The main work Melissa and I are doing here in Peru is with the congregations. In Callao, we attend the Monte Sion and Filadelfia congregations. In Huanuco, we attend the Huanuco congregation.
At Monte Sion, we currently have adult class on Fridays, then kids class and church on Saturday. When I was here in 2011, we had basically a full house every week for church. It was a fun mix of adults and kids of all ages. This time, it is a completely different story. Last weekend, no one even came to church. I am curious why? What changed? It can't be just because of the colder than usual weather. The kids still come like it's their job. Showing up promptly when we arrive, which is impressive considering this is a culture of people routinely showing up late. Also, they have an actual church building now with a concrete floor and space and chairs with backs on them instead of benches. What gives?
Then, in Huanuco, I think the congregation is getting a little burnt out. Like in Filadelfia, it is all family members and not that many, so they have to be prepared to preach and share and open their home (as that is where they are meeting for now) every week. The difference from Filadelfia is the amount of motivation to keep things going. Callao is closer to Lima, so when people from the church visit Peru, they visit the congregation, but Huanuco is a bit of a trek considering the amount of time and the reasons people come to visit. Plus, Wilfredo and Virgilio, the driving forces behind the congregations in Callao are nearby to keep things going, not just visiting a few times a year. It makes it easy to have a lull in activity when you don't have anyone watching you making sure you are keeping up with the routine. It is also easy to get caught up doing other things that life gives you to do such as working, going to school, being in a relationship, taking care of your family, sheep, goats, chickens, and pigs. There is plenty to keep them busy without having to add the responsibility of church to it.
Church in Peru is currently quite traditional, with the exception of being open to using recorded music and PowerPoint during services. A nice thing about their traditional is that people do get up and clap and sometimes even dance/move to songs. There is always a sermon, anywhere from 20-60 min long. Church always follows the same patterns - not a lot of audience participation. Services last an hour and a half to 2 hours. Kids don't seem to attend services anymore.
I'm not saying there is anything wrong with the traditional, but coming from San Francisco, where we had a much more free flowing method of doing things, it is weird to be confined to this type of service again.
11 For I know the plans I have for you,” declares the Lord, “plans to prosper you and not to harm you, plans to give you hope and a future.

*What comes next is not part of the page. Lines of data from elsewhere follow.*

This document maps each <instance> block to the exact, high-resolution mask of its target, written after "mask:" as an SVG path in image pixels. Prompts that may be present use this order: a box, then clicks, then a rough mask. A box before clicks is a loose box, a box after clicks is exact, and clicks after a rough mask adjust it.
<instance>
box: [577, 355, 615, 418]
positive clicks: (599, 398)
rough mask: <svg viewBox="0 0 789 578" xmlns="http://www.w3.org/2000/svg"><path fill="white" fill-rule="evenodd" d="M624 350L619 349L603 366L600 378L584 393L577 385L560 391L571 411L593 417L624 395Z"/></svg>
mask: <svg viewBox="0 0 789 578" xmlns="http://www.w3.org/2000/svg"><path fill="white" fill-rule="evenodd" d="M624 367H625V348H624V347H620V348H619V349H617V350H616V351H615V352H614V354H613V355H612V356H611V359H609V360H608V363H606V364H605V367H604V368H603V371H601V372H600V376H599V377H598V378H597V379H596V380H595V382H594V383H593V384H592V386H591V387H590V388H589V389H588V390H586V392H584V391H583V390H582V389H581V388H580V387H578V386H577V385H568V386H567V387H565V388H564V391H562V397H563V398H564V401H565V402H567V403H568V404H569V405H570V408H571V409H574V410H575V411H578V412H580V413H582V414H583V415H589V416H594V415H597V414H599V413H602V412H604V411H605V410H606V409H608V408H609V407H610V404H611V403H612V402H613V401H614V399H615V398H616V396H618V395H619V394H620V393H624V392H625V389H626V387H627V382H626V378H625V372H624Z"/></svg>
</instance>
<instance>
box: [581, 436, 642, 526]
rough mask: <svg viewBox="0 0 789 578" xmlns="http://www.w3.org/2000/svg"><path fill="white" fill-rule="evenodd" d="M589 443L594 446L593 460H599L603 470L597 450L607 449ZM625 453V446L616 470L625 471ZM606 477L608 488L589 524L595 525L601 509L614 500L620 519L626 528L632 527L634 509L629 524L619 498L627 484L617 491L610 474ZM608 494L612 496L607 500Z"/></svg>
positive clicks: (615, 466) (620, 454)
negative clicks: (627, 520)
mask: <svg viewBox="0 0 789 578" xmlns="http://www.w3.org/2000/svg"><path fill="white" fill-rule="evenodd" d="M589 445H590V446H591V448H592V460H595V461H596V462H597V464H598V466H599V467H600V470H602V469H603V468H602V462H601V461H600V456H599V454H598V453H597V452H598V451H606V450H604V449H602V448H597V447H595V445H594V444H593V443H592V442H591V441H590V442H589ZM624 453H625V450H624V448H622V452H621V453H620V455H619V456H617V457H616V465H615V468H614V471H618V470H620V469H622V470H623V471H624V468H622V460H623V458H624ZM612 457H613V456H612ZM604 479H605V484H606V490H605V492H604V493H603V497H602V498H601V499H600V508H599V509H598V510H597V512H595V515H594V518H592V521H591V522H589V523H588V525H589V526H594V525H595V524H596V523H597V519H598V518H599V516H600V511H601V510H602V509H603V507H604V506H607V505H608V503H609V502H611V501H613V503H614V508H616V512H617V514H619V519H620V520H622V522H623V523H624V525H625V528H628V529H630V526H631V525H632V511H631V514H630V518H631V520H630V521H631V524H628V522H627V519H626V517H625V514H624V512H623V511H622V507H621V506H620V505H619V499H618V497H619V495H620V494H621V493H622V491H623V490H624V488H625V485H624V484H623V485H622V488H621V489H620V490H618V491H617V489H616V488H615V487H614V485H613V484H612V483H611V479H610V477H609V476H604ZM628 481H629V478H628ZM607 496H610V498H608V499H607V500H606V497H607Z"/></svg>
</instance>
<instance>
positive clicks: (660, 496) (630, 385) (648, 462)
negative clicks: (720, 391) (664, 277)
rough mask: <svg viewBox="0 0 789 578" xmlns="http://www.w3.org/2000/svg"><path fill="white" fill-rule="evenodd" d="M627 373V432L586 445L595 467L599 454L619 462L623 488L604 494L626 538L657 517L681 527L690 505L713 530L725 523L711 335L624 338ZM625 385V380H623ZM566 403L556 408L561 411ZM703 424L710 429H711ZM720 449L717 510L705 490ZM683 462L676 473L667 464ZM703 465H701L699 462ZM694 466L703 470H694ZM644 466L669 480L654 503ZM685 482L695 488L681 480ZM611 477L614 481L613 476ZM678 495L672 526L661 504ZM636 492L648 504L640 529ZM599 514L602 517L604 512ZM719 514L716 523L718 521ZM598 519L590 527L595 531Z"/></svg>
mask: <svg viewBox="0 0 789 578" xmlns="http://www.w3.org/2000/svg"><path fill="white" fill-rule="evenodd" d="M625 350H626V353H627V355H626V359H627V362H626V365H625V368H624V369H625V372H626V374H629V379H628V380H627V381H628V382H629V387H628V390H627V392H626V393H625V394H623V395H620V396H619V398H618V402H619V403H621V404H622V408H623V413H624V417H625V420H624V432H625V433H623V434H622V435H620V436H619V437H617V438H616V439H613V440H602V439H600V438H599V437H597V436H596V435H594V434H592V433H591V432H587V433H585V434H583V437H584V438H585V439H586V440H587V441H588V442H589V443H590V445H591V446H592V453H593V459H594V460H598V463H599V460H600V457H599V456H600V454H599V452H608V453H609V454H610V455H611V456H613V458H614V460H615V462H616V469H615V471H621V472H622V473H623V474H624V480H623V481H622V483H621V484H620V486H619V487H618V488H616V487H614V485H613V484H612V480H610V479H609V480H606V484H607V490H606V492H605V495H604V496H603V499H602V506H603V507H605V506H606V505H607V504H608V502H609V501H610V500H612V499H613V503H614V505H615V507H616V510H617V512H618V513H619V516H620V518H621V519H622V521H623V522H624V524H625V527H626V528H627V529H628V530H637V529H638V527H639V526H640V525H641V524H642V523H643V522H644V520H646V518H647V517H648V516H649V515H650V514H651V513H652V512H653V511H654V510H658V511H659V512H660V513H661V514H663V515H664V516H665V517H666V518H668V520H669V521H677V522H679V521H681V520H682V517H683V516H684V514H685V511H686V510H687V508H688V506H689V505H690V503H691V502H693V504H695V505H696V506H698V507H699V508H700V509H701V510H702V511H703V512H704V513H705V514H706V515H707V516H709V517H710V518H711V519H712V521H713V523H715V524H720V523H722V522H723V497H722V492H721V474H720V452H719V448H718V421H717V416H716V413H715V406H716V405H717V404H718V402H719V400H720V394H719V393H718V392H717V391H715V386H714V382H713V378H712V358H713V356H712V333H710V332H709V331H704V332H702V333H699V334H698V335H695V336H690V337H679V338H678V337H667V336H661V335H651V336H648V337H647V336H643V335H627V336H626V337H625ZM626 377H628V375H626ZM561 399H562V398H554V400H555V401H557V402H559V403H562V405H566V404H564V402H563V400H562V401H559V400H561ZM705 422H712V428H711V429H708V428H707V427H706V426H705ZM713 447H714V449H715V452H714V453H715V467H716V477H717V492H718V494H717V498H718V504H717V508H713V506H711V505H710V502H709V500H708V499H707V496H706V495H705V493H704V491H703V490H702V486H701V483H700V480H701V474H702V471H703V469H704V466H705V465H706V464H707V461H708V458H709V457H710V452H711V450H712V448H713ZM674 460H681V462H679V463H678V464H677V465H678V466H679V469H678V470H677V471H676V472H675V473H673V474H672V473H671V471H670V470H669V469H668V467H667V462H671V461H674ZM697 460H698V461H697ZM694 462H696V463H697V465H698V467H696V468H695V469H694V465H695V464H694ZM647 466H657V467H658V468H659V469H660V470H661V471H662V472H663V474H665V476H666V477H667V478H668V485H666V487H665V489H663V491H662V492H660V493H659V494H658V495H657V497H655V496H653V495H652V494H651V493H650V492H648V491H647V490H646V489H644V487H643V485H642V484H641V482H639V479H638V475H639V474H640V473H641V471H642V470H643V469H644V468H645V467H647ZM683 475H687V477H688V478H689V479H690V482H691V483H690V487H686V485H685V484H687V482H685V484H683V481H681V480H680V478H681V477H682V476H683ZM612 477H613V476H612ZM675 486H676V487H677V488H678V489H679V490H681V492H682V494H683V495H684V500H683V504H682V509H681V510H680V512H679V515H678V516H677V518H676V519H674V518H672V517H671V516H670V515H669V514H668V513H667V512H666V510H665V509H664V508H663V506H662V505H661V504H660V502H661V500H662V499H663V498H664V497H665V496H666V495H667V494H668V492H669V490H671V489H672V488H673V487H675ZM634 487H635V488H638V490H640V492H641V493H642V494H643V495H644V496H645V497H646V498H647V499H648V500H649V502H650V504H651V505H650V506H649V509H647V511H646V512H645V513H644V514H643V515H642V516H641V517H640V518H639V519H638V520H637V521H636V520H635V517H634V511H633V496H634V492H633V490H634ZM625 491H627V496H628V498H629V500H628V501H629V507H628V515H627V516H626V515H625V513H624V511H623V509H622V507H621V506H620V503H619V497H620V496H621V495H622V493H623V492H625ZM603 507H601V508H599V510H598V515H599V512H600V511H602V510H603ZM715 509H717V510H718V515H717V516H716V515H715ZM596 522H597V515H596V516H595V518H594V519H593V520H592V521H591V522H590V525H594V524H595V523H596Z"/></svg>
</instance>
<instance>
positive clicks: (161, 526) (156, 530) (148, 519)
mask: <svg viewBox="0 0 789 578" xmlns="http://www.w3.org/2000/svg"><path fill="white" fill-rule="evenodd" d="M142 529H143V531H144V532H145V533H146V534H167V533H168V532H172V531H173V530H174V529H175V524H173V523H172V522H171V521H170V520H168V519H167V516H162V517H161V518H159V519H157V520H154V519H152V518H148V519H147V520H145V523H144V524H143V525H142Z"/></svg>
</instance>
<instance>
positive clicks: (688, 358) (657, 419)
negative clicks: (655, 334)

New International Version (NIV)
11 Yo sé los planes que tengo para ustedes, planes para su bienestar y no para su mal, a fin de darles un futuro lleno de esperanza. Yo, el Señor, lo afirmo.
Dios Habla Hoy (DHH)
On a more positive note, we had a blast for El Dia del Nino! The theme was Jesus Christ is my Superhero, so we dressed up as superheroes of course! It was by far the most fun we have had at church. :) We need more days like this. Special events require a bit more planning and time, but that is when people seem to be most energized. Hmm, how do we make everyday feel like a special occasion?